April 24 - May 17, 2020
Phil Robinson – "Agit Pop's Strong-T"
This exhibition represents critique of reality and the need for solidarity. Tension between the two isnt a matter of reconciliation. Art has never been just a well-behaved child affirming the best in all things, rather it agitates "the good": prove your value.
The irony of these images is complicit in their divisiveness by calling out bigotry. One way or another, someone feels offended, defensive, or personally indicted. Everyone has a right to their anger; doing something is a moral, ethical, legal matter. For the struggling classes, one mortgage, tuition, childcare payment away from disaster, solidarity asks: "would you rather be angry and powerless or powerfully equal?" If solidarity can change, recreate reality, then my art is a solidarity of laughing while crying out loud with everyone.
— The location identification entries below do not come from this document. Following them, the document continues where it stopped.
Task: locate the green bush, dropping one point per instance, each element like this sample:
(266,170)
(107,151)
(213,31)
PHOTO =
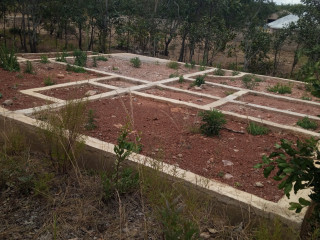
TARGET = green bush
(213,122)
(62,57)
(75,69)
(48,82)
(173,65)
(306,123)
(256,129)
(280,88)
(29,68)
(219,72)
(250,81)
(44,59)
(8,60)
(80,58)
(199,80)
(136,62)
(297,170)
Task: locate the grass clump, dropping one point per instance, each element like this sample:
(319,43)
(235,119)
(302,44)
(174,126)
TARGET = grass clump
(75,69)
(306,123)
(29,68)
(44,59)
(213,122)
(136,62)
(62,57)
(173,65)
(250,81)
(256,129)
(80,58)
(280,88)
(219,72)
(8,60)
(48,82)
(91,122)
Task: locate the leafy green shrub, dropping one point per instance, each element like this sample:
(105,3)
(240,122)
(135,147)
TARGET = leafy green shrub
(219,72)
(101,58)
(173,65)
(173,75)
(44,59)
(199,80)
(250,81)
(280,88)
(75,69)
(297,170)
(174,224)
(80,58)
(29,68)
(213,122)
(306,123)
(48,82)
(8,60)
(91,122)
(136,62)
(256,129)
(181,79)
(62,57)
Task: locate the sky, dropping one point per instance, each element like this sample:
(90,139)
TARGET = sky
(287,1)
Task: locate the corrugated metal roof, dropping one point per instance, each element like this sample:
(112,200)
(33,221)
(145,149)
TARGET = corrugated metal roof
(283,22)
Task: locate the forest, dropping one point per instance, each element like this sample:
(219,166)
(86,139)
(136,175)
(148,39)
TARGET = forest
(197,30)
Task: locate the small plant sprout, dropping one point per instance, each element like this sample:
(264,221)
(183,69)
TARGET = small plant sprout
(280,88)
(44,59)
(199,81)
(256,129)
(91,122)
(213,122)
(181,79)
(306,123)
(48,82)
(29,68)
(136,62)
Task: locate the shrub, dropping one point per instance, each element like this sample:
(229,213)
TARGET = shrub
(91,122)
(250,81)
(256,129)
(29,68)
(280,88)
(48,82)
(136,62)
(62,57)
(44,59)
(8,60)
(199,80)
(219,72)
(101,58)
(297,170)
(181,79)
(306,123)
(80,58)
(75,69)
(173,65)
(213,122)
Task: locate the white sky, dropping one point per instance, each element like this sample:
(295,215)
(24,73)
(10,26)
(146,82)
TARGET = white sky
(287,1)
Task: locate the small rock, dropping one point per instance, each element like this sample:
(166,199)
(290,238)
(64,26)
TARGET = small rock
(7,102)
(258,184)
(205,235)
(227,176)
(227,163)
(91,93)
(60,75)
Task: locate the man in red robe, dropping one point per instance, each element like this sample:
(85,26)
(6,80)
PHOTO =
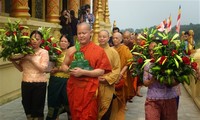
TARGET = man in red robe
(82,86)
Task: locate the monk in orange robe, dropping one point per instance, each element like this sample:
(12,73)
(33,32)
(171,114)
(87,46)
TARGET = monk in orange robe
(122,93)
(82,86)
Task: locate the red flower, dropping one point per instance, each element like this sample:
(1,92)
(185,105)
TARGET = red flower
(54,45)
(8,33)
(188,52)
(152,60)
(165,42)
(43,41)
(49,40)
(47,48)
(15,33)
(21,27)
(162,60)
(186,60)
(140,60)
(194,65)
(174,52)
(58,52)
(143,42)
(25,33)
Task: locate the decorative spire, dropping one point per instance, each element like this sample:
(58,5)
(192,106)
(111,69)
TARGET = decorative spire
(100,11)
(114,24)
(106,18)
(96,29)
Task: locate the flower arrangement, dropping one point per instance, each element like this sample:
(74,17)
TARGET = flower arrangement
(79,60)
(171,63)
(140,53)
(50,45)
(14,41)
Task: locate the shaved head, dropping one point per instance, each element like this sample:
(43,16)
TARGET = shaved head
(119,35)
(86,25)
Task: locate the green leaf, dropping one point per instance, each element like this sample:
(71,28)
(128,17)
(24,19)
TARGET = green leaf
(186,79)
(174,37)
(176,62)
(145,62)
(179,58)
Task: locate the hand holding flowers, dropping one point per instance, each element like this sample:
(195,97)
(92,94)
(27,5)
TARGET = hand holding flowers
(14,41)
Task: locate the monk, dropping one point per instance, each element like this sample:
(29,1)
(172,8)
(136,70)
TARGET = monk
(82,86)
(127,41)
(107,81)
(122,91)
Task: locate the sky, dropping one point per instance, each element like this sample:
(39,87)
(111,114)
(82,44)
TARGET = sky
(138,14)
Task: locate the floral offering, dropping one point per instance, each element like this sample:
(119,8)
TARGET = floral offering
(140,53)
(171,62)
(50,45)
(14,41)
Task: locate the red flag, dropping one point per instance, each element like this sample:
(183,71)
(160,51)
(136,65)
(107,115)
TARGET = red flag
(178,20)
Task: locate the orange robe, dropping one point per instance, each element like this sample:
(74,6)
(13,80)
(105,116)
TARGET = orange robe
(82,91)
(122,94)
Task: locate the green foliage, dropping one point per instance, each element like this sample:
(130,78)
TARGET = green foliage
(14,41)
(50,45)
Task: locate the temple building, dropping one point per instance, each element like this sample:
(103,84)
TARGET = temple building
(42,13)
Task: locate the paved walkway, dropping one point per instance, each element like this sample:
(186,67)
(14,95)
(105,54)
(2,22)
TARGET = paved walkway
(187,109)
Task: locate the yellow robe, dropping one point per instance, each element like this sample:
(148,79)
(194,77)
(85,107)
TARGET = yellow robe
(106,90)
(122,94)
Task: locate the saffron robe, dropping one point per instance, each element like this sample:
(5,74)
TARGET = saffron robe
(82,91)
(118,107)
(106,90)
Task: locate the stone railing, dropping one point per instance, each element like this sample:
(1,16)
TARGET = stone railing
(10,77)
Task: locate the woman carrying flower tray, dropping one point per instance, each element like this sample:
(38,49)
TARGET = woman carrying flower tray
(161,102)
(57,95)
(34,79)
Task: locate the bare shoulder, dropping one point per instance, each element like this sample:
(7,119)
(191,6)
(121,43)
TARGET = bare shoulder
(71,50)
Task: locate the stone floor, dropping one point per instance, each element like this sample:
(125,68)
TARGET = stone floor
(187,109)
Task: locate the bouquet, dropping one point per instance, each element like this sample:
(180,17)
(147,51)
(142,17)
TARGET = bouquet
(79,59)
(50,45)
(14,41)
(173,63)
(140,53)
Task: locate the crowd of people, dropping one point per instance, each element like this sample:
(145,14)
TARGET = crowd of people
(98,94)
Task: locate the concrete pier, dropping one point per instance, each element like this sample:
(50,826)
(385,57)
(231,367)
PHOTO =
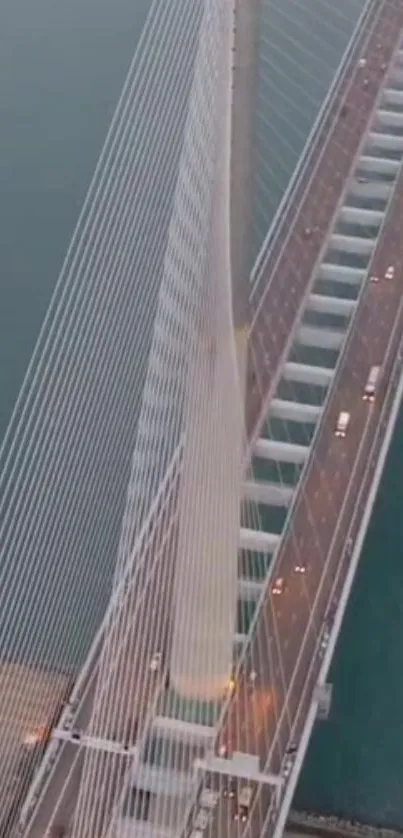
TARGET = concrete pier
(206,576)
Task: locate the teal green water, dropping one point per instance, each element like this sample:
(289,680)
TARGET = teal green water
(62,66)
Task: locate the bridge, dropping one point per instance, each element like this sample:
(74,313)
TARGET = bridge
(193,712)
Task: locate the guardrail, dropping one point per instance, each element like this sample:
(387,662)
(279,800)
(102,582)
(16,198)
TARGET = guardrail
(310,145)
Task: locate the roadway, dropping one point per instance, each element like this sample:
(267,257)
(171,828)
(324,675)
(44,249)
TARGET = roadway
(121,678)
(270,334)
(285,648)
(292,260)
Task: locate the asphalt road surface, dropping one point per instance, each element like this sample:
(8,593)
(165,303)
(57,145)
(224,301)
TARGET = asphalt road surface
(286,649)
(291,263)
(276,695)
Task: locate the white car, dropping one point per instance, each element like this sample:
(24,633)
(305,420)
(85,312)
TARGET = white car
(278,586)
(155,662)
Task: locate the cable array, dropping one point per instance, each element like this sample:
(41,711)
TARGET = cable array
(136,377)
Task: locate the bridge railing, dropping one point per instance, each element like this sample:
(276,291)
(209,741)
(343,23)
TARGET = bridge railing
(367,496)
(359,36)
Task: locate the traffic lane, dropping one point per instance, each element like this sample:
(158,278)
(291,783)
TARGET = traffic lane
(92,808)
(352,79)
(327,461)
(378,51)
(270,334)
(269,627)
(317,212)
(61,792)
(379,345)
(304,690)
(328,481)
(380,423)
(388,296)
(321,202)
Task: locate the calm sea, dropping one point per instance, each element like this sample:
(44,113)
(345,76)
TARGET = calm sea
(62,66)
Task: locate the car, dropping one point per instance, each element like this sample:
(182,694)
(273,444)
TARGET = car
(278,586)
(287,765)
(231,684)
(156,661)
(370,387)
(325,638)
(244,804)
(342,424)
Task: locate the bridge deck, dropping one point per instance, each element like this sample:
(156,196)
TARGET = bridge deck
(330,505)
(275,704)
(291,262)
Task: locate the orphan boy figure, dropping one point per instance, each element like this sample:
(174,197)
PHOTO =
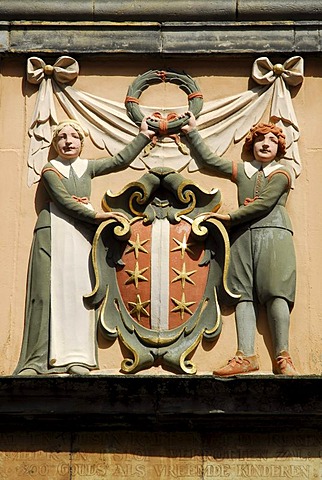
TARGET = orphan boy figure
(262,265)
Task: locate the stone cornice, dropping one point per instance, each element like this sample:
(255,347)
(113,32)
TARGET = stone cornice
(170,27)
(177,403)
(167,38)
(164,11)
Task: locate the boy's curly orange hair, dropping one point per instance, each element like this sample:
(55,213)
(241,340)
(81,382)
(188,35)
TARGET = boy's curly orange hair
(262,129)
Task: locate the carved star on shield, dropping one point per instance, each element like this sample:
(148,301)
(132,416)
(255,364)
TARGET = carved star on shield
(137,246)
(184,276)
(136,275)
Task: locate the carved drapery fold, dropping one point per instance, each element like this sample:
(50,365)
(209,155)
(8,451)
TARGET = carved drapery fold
(220,123)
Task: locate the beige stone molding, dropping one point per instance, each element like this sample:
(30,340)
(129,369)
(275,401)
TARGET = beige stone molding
(220,123)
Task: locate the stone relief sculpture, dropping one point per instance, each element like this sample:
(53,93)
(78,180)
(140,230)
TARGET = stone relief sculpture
(60,332)
(158,274)
(262,267)
(161,326)
(220,122)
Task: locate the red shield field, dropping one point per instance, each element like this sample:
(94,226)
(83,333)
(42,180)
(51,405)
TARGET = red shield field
(161,283)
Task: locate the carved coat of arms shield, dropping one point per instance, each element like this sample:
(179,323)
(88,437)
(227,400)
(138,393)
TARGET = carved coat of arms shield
(158,274)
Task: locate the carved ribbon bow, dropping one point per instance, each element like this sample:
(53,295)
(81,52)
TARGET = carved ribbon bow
(290,74)
(49,77)
(292,71)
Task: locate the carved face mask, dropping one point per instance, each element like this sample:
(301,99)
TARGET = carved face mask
(68,143)
(265,147)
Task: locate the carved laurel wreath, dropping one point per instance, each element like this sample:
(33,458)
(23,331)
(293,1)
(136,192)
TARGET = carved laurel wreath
(172,123)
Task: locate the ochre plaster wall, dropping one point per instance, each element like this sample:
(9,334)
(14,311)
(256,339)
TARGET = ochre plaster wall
(110,78)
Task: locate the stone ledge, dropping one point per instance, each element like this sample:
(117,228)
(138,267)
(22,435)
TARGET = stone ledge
(167,10)
(169,403)
(168,38)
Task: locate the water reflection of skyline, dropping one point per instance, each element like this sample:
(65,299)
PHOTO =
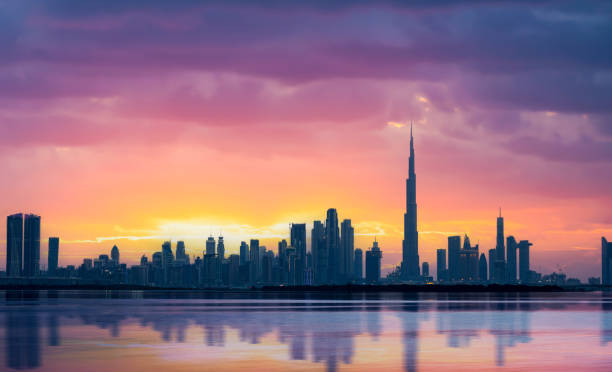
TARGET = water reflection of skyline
(321,333)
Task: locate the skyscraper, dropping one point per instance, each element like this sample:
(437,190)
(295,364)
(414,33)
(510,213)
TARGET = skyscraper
(482,268)
(511,259)
(410,245)
(425,270)
(606,262)
(244,253)
(221,248)
(373,257)
(167,256)
(115,255)
(454,252)
(523,247)
(210,246)
(298,241)
(31,245)
(358,269)
(181,256)
(254,262)
(347,250)
(318,247)
(492,258)
(332,241)
(441,265)
(52,256)
(14,244)
(500,253)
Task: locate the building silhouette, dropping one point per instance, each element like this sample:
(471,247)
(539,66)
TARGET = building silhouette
(358,269)
(31,245)
(220,248)
(410,244)
(373,258)
(244,253)
(14,244)
(425,270)
(254,261)
(442,273)
(115,255)
(511,259)
(482,268)
(606,262)
(500,253)
(52,256)
(180,255)
(320,256)
(297,237)
(347,251)
(332,241)
(524,272)
(454,252)
(492,258)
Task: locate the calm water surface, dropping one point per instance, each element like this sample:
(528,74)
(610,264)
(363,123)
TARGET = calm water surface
(137,331)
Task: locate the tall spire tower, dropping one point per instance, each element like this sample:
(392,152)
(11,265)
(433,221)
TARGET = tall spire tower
(410,245)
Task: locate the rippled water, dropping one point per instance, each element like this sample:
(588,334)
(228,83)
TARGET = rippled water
(133,331)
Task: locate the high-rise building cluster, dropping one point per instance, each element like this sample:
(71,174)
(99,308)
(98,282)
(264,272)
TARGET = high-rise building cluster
(332,258)
(466,264)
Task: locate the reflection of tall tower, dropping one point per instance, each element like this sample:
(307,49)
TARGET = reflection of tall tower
(22,339)
(410,335)
(410,245)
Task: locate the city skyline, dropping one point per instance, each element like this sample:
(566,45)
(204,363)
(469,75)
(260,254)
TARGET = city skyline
(129,124)
(330,260)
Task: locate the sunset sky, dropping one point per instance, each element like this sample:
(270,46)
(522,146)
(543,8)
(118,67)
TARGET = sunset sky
(132,122)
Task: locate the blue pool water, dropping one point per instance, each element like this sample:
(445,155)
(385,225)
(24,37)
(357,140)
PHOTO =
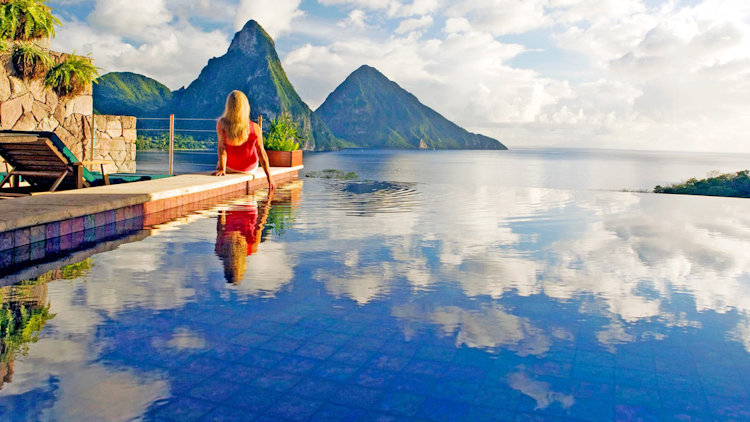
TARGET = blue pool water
(401,300)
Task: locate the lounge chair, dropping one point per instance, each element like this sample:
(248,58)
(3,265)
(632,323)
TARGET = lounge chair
(44,161)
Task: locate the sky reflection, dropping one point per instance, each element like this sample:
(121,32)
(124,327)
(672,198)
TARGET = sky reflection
(551,288)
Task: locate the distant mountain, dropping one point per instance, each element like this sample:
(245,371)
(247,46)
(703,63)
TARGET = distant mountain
(250,65)
(371,111)
(122,93)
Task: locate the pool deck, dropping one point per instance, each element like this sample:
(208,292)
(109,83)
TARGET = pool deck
(36,226)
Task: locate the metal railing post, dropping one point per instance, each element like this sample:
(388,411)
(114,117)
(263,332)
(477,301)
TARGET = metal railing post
(93,135)
(171,144)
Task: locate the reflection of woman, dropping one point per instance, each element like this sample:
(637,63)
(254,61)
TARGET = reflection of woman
(240,140)
(238,234)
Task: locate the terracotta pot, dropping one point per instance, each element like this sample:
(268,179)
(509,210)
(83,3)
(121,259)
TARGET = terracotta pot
(285,158)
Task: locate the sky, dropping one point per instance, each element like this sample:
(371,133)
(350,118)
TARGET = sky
(626,74)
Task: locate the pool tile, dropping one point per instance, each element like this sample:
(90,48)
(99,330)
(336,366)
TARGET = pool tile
(202,366)
(254,400)
(374,378)
(442,410)
(298,365)
(316,388)
(261,358)
(215,390)
(334,412)
(227,414)
(316,350)
(276,380)
(425,367)
(389,362)
(240,373)
(182,409)
(351,357)
(403,404)
(335,371)
(353,395)
(280,344)
(436,353)
(294,408)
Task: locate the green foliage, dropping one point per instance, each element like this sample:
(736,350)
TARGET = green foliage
(729,184)
(20,325)
(24,20)
(181,142)
(72,75)
(282,134)
(30,61)
(126,93)
(333,174)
Phil Robinson is a Chicago native who has exhibited throughout the Midwest in Chicago, Indianapolis, Memphis, and various places throughout Missouri. Robinson’s creative practice has included sculpture, installation, 3D design, and cross-disciplinary media. He has also created public artworks for numerous state and local agencies and worked as a design consultant. Robinson earned his BFA in painting and drawing at The School of the Art Institute of Chicago and his MFA at the University of Illinois at Chicago. He served as an adjunct instructor of art, and then the Henry L. and Natalie Freund Fellow of Painting, at Washington University in St. Louis before coming to UMSL. In 1998, he performed Hot Buttered Blackman for the Contemporary Artist’s Series at the St. Louis Art Museum. In 2009, he created Ornamental Bodies for Gallery 239 at Chadron State College, as well as The Codex Project at the Contemporary Art Gallery at Florissant Valley Community College in Ferguson, Missouri. In 2010, Robinson participated in the 23rd Annual Nude show for the Kentucky Art League at Gallery 209 in Lexington, Kentucky. He also showed his artwork at the North Florida Community College gallery in Madison, Florida in 2010.
Reprinted from University of Missouri-St. Louis website.